Description: Define the universal class. Definition 5.20 of TakeutiZaring p. 21. Also Definition 2.9 of Quine p. 19. The class _V can be described as the "class of all sets"; vprc proves that _V is not itself a set in ZF. We will frequently use the expression A e.V as a short way to say " A is a set", and isset proves that this expression has the same meaning as E. x x = A .

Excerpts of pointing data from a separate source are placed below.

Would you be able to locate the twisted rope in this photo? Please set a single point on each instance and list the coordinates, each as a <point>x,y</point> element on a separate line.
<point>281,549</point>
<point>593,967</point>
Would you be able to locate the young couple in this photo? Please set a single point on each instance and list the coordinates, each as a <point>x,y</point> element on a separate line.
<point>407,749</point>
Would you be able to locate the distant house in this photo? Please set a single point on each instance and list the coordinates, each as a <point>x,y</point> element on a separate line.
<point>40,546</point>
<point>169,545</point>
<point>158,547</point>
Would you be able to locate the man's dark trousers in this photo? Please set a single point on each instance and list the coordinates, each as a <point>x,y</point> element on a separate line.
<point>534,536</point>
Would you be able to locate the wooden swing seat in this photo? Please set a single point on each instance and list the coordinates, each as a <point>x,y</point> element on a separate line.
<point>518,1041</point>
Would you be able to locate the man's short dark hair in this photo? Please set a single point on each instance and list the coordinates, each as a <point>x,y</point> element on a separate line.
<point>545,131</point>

In well-founded set theories without urelements, like ZF, the class V is equal to the von Neumann universe. However, the letter "V" does not stand for "von Neumann". The letter "V" was used earlier by Peano in 1889 for the universe of sets, where the letter V is derived from the Latin word "Verum", referring to the true truth constant T . Peano's notation _V was adopted by Whitehead and Russell in Principia Mathematica for the class of all sets in 1910.
The class constant _V is the first class constant introduced in this database. As a constant, as opposed to a variable, it cannot be substituted with anything, and in particular it is not part of any disjoint variable condition.

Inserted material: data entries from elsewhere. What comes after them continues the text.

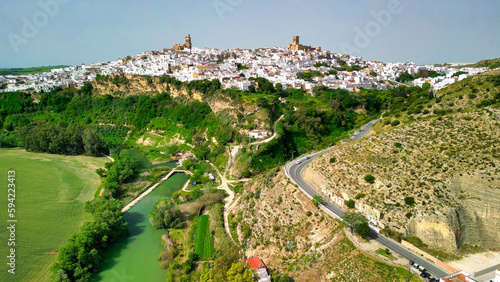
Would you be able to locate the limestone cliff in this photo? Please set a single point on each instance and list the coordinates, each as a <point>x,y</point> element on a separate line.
<point>449,164</point>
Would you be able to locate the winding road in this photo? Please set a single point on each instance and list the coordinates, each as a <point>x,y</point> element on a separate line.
<point>294,171</point>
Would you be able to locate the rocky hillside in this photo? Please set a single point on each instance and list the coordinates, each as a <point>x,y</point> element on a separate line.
<point>278,223</point>
<point>436,173</point>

For a general discussion of the theory of classes, see mmset.html#class . See dfv2 for an alternate definition. (Contributed by NM, 26-May-1993)
| Ref | Expression | ||
|---|---|---|---|
| Assertion | df-v | |- _V = { x | x = x } |
| Step | Hyp | Ref | Expression |
|---|---|---|---|
| 0 | cvv | |- _V |
|
| 1 | vx | |- x |
|
| 2 | 1 | cv | |- x |
| 3 | 2 2 | wceq | |- x = x |
| 4 | 3 1 | cab | |- { x | x = x } |
| 5 | 0 4 | wceq | |- _V = { x | x = x } |